Mit Beschlüssen vom 24. September 2003 und 27. April 2004, letzterer im Erinnerungsverfahren, hat die Markenstelle für Klasse 36 den Widerspruch zurückgewiesen. Nach Auffassung der Markenstelle besteht zwischen den beiderseitigen Marken keine Gefahr von Verwechslungen. Die sich gegenüberstehenden Dienstleistungen lägen teilweise im mittleren Ähnlichkeitsbereich. Ausgehend von einer durchschnittlichen Kennzeichnungskraft der Widerspruchsmarke sei demnach von der angegriffenen Marke ein durchschnittlicher Abstand zur Widerspruchsmarke zu fordern. Dieser werde von der jüngeren Marke eingehalten. Der Wortbestandteil "RESOURCE BROKERS" finde in der Widerspruchsmarke keine Entsprechung, so dass die Marken in ihrer Gesamtheit weder klangliche noch schriftbildliche Ähnlichkeit zueinander aufwiesen.

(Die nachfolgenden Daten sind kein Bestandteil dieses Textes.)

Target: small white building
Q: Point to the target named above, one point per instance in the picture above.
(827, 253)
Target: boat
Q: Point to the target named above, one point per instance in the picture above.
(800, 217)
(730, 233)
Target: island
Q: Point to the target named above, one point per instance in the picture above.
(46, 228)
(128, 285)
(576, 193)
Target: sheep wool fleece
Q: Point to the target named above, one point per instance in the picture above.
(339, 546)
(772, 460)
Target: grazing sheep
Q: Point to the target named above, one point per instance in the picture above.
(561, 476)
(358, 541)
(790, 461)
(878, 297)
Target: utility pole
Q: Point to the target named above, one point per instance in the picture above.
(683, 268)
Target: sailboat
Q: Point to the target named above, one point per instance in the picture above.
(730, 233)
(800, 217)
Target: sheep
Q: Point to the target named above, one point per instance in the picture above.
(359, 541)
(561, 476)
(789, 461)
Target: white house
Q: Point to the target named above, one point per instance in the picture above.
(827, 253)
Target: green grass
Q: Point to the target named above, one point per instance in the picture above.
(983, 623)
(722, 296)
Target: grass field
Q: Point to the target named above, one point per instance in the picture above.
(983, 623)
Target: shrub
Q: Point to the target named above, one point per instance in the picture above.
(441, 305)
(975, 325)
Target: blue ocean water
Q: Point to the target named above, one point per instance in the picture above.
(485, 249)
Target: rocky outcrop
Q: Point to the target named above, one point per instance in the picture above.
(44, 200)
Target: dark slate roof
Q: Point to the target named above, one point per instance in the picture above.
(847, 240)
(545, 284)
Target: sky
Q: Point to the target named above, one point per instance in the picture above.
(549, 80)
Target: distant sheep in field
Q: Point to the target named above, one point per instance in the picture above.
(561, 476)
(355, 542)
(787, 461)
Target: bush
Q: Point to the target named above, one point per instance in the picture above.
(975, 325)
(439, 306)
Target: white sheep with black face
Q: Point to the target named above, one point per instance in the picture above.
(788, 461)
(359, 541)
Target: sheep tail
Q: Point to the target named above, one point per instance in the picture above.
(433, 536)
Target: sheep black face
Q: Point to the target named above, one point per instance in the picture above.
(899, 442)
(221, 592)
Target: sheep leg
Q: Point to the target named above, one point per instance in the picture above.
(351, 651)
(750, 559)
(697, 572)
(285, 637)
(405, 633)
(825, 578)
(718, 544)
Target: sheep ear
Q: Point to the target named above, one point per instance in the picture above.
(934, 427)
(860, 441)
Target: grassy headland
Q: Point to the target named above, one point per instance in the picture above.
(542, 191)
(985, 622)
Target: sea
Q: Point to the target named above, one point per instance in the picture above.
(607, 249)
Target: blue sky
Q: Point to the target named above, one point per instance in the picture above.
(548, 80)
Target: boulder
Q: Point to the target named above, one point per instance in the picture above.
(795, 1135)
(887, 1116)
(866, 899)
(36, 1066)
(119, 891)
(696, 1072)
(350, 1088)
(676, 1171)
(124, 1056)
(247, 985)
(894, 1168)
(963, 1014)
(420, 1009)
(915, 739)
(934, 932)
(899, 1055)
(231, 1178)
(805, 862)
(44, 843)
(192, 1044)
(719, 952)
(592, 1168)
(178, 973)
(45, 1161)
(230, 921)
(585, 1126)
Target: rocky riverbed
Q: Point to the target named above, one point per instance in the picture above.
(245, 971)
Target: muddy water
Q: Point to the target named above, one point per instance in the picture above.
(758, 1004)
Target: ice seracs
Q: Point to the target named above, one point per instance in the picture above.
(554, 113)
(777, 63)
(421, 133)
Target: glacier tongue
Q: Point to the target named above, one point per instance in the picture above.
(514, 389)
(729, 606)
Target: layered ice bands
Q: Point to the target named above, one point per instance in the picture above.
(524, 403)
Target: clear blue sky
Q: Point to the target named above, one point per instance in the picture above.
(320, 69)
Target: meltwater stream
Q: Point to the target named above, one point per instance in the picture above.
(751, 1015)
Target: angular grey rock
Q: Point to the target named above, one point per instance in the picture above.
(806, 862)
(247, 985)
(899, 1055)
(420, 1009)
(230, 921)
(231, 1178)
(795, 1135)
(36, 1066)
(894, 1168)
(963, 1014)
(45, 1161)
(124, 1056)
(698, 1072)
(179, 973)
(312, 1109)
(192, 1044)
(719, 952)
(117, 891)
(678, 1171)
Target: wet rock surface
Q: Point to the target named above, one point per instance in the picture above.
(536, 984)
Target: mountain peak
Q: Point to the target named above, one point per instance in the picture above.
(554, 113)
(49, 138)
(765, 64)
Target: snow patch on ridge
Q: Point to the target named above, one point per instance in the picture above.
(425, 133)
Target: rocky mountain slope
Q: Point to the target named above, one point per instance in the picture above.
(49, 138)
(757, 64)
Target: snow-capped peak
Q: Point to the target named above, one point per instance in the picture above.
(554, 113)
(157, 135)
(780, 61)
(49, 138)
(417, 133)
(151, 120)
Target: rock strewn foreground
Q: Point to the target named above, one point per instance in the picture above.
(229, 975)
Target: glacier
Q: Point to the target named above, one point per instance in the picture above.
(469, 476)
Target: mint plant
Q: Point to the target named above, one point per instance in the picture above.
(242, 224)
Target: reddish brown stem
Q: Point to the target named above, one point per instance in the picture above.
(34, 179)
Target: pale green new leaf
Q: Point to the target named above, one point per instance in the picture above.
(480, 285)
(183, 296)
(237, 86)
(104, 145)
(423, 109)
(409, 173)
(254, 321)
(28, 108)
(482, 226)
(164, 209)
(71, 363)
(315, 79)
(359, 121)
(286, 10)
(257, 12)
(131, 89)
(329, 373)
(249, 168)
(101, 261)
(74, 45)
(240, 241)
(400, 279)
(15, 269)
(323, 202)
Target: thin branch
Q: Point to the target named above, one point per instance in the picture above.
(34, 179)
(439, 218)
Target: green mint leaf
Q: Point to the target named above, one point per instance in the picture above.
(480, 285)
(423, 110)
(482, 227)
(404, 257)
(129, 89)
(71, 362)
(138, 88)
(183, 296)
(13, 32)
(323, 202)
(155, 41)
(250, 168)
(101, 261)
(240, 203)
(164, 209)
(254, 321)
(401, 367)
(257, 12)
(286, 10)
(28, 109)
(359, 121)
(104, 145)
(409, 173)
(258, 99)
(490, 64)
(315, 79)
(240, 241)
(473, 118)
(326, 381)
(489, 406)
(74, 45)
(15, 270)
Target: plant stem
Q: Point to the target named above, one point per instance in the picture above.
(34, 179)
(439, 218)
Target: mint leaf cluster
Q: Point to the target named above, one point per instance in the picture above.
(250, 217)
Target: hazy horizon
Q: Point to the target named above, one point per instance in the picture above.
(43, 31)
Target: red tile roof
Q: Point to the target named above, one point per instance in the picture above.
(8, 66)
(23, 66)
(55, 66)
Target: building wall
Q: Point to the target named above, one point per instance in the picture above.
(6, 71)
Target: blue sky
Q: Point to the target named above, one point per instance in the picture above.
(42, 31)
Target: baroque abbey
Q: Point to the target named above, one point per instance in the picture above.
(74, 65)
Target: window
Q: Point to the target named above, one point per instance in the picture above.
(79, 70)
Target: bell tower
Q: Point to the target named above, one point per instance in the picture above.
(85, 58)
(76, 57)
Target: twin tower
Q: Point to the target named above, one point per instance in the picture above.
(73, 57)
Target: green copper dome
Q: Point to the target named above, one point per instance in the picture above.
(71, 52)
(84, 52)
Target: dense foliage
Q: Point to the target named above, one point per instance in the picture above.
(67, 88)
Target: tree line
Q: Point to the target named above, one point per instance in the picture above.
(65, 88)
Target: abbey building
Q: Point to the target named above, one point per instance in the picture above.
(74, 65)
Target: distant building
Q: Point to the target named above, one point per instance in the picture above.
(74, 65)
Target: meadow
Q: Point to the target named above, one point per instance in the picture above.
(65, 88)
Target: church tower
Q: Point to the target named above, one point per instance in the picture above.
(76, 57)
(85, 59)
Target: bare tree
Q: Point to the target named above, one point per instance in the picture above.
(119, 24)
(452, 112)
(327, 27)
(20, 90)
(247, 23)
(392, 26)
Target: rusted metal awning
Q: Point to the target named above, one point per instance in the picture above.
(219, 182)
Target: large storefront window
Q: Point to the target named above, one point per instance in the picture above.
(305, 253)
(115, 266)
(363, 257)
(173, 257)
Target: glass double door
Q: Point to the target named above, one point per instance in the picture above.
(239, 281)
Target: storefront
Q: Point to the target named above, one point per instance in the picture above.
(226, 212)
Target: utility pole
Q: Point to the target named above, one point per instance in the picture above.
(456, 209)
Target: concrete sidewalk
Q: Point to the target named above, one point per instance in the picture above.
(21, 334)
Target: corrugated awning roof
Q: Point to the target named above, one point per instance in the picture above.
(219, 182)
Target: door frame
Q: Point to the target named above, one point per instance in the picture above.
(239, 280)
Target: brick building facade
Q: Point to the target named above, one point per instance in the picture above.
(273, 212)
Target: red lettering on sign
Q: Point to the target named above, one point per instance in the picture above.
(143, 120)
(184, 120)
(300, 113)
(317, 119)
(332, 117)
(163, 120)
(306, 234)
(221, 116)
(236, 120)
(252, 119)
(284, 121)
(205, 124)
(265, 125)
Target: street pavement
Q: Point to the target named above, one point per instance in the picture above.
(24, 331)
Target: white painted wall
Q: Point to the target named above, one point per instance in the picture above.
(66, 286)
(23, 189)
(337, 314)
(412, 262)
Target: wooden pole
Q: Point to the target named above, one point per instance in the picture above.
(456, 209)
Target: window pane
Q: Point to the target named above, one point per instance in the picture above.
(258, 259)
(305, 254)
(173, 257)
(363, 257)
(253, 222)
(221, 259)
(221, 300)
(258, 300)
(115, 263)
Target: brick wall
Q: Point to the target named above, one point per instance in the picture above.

Zwar könne eine Verwechslungsgefahr nach dem Gesamteindruck auch dann festgestellt werden, wenn ein übereinstimmender Bestandteil der Marken in diesen eine selbstständig kennzeichnende Stellung besitze. Es könne jedoch nicht festgestellt werden, dass das kreisumrandete "R" den Gesamteindruck der angegriffenen Marke präge. Vielmehr sprächen die räumliche Anordnung und die Nähe der einzelnen Bestandteile innerhalb der angegriffenen Marke dafür, dass der Verkehr darin einen Gesamtbegriff erkenne. Zudem bereite die isolierte Benennung einer grafischen Gestaltung in der Zeichenmitte dem Verkehr Schwierigkeiten. Denn das umrandete "R" verfüge im Gegensatz zum @-Symbol weder über einen Sinngehalt noch sei es eindeutig lautsprachlich erfassbar. Daher richte der Verkehr sein Augenmerk auf die zum englischen Grundwortschatz gehörenden Wortbestandteile "RESOURCE" und "BROKERS". Bei diesen Wörtern handele es sich nicht um glatt beschreibende Angaben. Vielmehr lasse sich die Wortzusammensetzung "RESOURCE BROKERS" mit "Makler in Gelddingen" bzw. "Vermittler von Geldmitteln" übersetzen. Selbst wenn man von einer Kennzeichnungsschwäche dieses Bestandteils ausginge, dürfe er nicht von vornherein unberücksichtigt bleiben. Damit seien die Zeichen in ihrer Gesamtheit gegenüberzustellen, so dass klangliche, schriftbildliche oder begriffliche Verwechslungen angesichts der zusätzlichen Wortbestandteile der angegriffenen Marke ausschieden.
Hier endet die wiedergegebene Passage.